Through a peculiar legal maneuver known as “pleading by exceptions and substitutions,” Army Pvt. Bradley Manning has for the first time explicitly acknowledged that he was responsible for leaking classified material that appeared on the Wikileaks website.
In a pre-trial hearing on Wednesday, Manning offered to plead guilty to some of the lesser charges against him, “indicating he would accept general responsibility for providing information to WikiLeaks,” according to blogger Kevin Gosztola.
The plea does not involve the most serious charges, such as aiding the enemy, which could result in Manning spending his life in a military prison. By opting not to seek the death penalty in the Manning case earlier this year, the government left the door open to a possible plea deal, but this week’s plea offer came unilaterally from the Manning legal team.
Nothing is set to change in terms of the serious charges Manning will face at his court martial in February, so what does it all mean?
Many legal analysts are puzzled as to why the Manning team would unilaterally concede these lesser charges, with no promise of any reward for their concession.
The plea is notable for being the first time the defense has openly acknowledged Manning did, in fact, leak classified material to Wikileaks, though, they had implied as much during earlier pre-trial hearings.
If accepted by the judge, the plea could streamline the court martial. This would allow the court to leapfrog the details of the leaking itself, and jump right to arguments over whether the charges against Manning are justified, based on the material leaked, and the damage the leaking caused.
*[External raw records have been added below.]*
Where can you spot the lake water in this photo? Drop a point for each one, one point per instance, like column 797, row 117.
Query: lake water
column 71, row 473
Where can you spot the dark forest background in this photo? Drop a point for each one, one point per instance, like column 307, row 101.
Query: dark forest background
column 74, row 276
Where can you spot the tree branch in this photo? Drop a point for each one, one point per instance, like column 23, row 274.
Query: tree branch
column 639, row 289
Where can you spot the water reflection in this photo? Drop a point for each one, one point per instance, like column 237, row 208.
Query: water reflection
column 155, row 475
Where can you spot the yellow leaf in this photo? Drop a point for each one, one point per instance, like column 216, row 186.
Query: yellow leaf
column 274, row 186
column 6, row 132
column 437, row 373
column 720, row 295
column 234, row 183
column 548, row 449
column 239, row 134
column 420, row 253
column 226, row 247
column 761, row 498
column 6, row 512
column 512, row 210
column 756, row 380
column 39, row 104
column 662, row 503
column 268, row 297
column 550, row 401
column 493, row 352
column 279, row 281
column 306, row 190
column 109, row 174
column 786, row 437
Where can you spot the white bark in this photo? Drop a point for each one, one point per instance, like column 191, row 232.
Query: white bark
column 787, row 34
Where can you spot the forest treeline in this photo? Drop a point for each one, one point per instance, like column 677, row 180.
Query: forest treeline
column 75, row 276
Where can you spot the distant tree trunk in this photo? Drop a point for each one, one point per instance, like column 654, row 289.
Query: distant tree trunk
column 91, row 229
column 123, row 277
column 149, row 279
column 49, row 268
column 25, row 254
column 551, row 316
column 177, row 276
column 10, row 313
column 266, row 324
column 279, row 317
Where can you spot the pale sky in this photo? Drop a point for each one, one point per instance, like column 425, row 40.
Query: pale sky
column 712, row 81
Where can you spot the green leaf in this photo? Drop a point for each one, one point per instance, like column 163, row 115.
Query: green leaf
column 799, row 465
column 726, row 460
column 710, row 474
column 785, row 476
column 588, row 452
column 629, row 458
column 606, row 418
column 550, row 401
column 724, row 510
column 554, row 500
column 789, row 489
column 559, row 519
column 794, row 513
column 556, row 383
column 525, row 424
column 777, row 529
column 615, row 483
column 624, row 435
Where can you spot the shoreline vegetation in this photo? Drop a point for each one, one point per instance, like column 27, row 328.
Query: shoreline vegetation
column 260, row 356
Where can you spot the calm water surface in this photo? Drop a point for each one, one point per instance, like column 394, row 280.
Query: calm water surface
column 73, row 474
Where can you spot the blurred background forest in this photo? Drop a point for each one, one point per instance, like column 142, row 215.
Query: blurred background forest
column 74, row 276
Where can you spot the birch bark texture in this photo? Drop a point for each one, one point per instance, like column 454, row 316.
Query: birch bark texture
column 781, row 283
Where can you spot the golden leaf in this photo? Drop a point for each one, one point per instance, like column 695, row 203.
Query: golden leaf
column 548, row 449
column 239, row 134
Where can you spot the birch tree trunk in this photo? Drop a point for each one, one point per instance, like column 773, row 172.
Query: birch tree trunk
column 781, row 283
In pre-trial hearings last year, the prosecution spent much time detailing evidence that Manning was the leaker, which Manning’s lawyers never sought to contest.
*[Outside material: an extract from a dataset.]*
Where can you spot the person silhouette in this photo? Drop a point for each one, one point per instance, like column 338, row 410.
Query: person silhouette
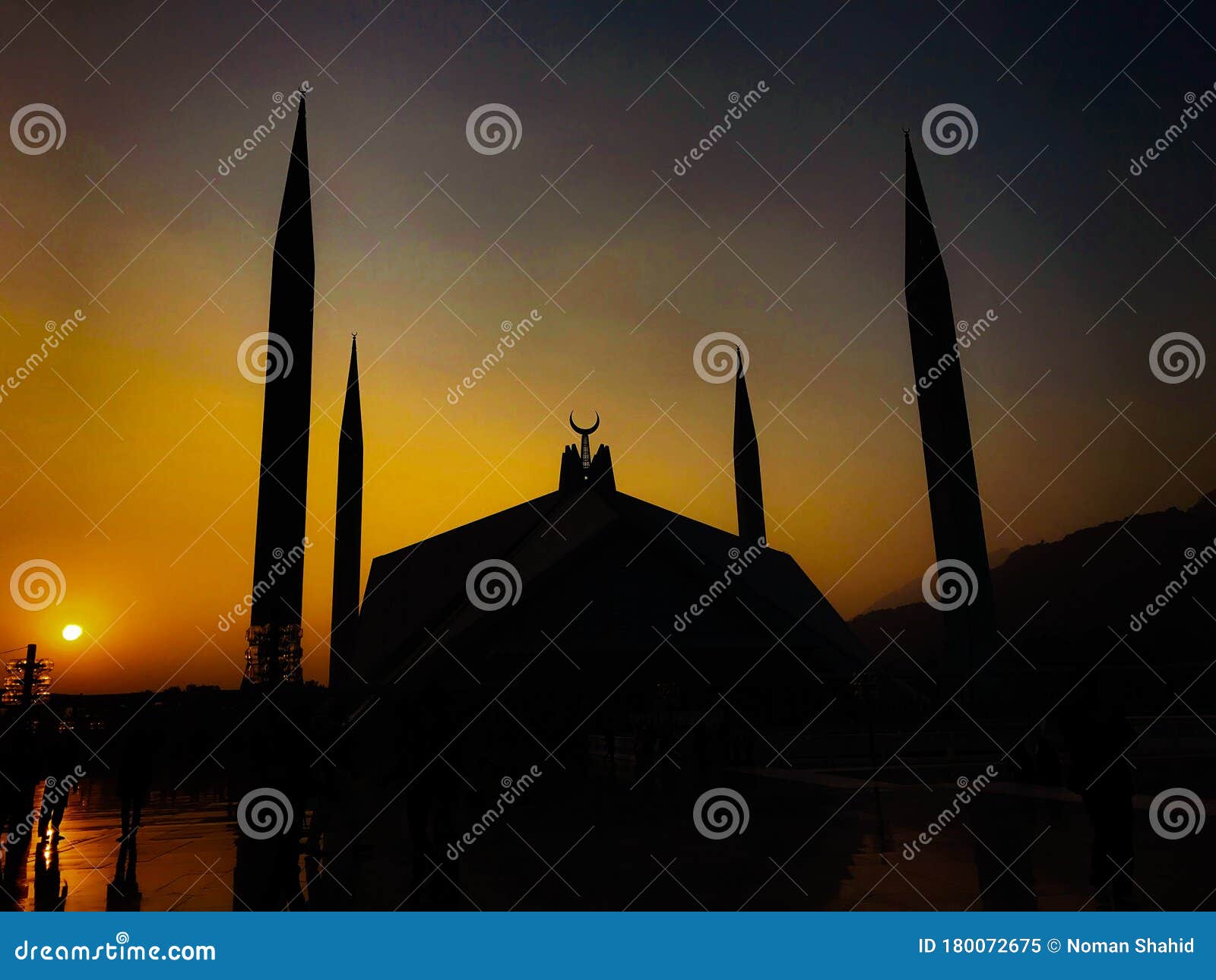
column 1100, row 736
They instead pointed out lax security and suggesting Manning should never have had access to the classified information. Lawyer David Coombs also implied that the damage caused by the leaks was minimal and outweighed by the public interest in their exposure.
It is obvious now that the defense will take a similar tack in the upcoming court martial and hopes to convince the court that Manning’s leaks did not rise to the level of “aiding the enemy.”
Even if they fail on that point, the same argument could be revived to argue for a more lenient sentence.
Manning’s eventual sentence could also be reduced if claims of “unlawful pretrial punishment”—i.e., Manning’s alleged ill-treatment in military prisons— are found to have merit.
Manning’s legal team also announced this week their decision to have the case decided by military judge, rather than a jury of fellow soldiers.